Personally, I want to know how they compiled that list of 335,000. Did they keep a record of everything and get it from there? Did they track IP addresses and stalk the users from afar? Did they just put tracking software on for a weekend tracking any searches for, trades, and screen names of people who traded Metallica MP3s? None of them are accurate (except maybe the first one, which I doubt they have room for anyway). Perhaps they just rattled off some screen names and attatched the "real names" and submitted that as a list.
The way I see it, it's win-win. Either Napster grows in size and anonymity while people start boycotting Metallica (which I prefer), or Napster grows in size, but doesn't allow trading of Metallica songs (which I don't like anyway).
Busco a alguien que me quiera como yo la quiera.
I think part of the problem is that the issue of copyright needs to be revisited. In the last ten thousand years or so of human history, recorded music and copyright have just been a small blip, a century or so. Creating art, recoding it, and being able to sell it again and again for the rest of an artists right is a relative aberration. For most of history, a musician had to perform every night to earn is living. To actually go to work every day like most of us do. I'm not saying that we should get rid of copyrights entirely, just that perhaps their present form is no longer reasonable. Perhaps a 10 year lifespan berfore going to the public domain, instead of the life of the artist plus 50 years (or something like that)?

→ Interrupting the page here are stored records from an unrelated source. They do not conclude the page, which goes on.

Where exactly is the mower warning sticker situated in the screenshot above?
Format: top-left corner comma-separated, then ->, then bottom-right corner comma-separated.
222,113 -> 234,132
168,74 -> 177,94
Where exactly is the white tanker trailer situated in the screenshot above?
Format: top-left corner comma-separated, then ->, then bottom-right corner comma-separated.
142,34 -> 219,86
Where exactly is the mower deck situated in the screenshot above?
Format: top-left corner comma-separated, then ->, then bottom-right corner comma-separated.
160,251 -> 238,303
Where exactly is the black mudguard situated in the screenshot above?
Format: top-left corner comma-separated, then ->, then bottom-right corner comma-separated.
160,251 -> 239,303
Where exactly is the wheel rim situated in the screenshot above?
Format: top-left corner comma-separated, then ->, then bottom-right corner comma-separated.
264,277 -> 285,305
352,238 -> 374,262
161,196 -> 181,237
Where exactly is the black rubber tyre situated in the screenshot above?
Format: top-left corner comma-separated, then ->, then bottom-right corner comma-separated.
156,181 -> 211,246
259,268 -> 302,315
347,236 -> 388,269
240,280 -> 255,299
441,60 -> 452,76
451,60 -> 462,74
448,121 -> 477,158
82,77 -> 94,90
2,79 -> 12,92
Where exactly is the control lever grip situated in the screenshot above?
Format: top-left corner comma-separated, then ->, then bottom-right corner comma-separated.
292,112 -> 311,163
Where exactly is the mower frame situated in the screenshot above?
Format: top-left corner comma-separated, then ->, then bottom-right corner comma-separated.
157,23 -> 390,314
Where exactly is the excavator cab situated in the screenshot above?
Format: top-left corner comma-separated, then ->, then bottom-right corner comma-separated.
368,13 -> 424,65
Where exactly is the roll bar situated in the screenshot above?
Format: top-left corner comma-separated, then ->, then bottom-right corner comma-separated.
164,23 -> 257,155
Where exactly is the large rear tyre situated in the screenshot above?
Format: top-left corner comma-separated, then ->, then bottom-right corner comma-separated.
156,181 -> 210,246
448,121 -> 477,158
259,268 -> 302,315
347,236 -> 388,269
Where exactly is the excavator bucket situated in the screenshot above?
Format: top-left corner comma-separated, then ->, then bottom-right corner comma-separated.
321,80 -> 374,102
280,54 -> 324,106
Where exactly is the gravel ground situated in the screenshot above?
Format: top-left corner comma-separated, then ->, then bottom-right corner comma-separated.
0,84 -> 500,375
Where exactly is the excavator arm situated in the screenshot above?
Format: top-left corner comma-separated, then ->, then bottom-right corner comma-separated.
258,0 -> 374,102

That is a good idea. Someone should moderate this up higher. I think the more relevant point is that there are possibly a higher number of Napster users and more informed people in Slashdot. I would think that a general chat with Metallica will turn out unproductive.
--Scott
That Metallica is one of very few bands who actually own exclusive copy rights to thier own music. Thats' why they can do this under thier onw name and not have to deal with Electra lawyers. They even have exclusive rights to thier orignal Master tapes of all thier albums. A little fact that Electra records does not seem to mind. So to all those Artists that want to follow in Metallicas foot steps you had better own the rights to your materail or yo will be cutting your own throats and helping the sleazy recordget richer instead. I know very few artists today actually get rights to their own music. Most will sign 10 album slavery deals just to get thier foot in the door then later find out the are stuck.
Egfrow
I think Metallica is going to get their ass slammed... They claim that over 335,000 Napster users pirated their songs. I just logged in to Napster. There aren't even 4,000 people logged in! Despite what they may claim, there couldn't possibly be that many people logged in at once, and I would seriously doubt over a single weekend (that's when they monitored Napster).

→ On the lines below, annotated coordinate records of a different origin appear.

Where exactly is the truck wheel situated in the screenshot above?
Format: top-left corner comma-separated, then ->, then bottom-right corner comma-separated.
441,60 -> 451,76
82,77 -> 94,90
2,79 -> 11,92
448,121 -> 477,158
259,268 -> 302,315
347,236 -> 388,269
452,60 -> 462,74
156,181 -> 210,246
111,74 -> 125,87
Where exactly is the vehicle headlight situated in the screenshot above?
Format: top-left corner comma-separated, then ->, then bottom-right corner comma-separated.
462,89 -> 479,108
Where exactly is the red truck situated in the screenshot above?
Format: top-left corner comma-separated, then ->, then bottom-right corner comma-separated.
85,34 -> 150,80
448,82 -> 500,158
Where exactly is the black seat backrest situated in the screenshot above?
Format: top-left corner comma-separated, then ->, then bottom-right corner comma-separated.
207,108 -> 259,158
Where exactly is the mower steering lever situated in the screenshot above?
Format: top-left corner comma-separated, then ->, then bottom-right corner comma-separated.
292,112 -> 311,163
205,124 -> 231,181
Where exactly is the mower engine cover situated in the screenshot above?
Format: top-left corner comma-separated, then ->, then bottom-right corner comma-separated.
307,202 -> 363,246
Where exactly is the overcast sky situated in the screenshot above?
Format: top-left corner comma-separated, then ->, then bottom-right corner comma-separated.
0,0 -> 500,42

Even if they found all those songs, how are they going to prove in court that each and every individual file is actually a copy of one of their songs? What are they going to do, listen to them all? Attempt to download them all? Hehehehehe... they're in waaaaaay over their heads on this one.
hahahahaha, all of you people likes metelica and you go for them while they ban every napster users left and right. Now which Mp3 community is next?
Most musicians that actually have copies of their music made through MP3 formatting or devices such as MP3 players/computers have to be quite rich in the first place for that type of acknowledgment from fanatics anyway. So in other words, they have a large sum of money already, as does the record label which produces their tracks/albums. They should concentrate more on their music and devotion to their fans, rather than worrying about how much money they are gaining or losing. They are rich (99 out of 100) already. I think that burning CD's should be perfectly legal and that making MP3 files should also be.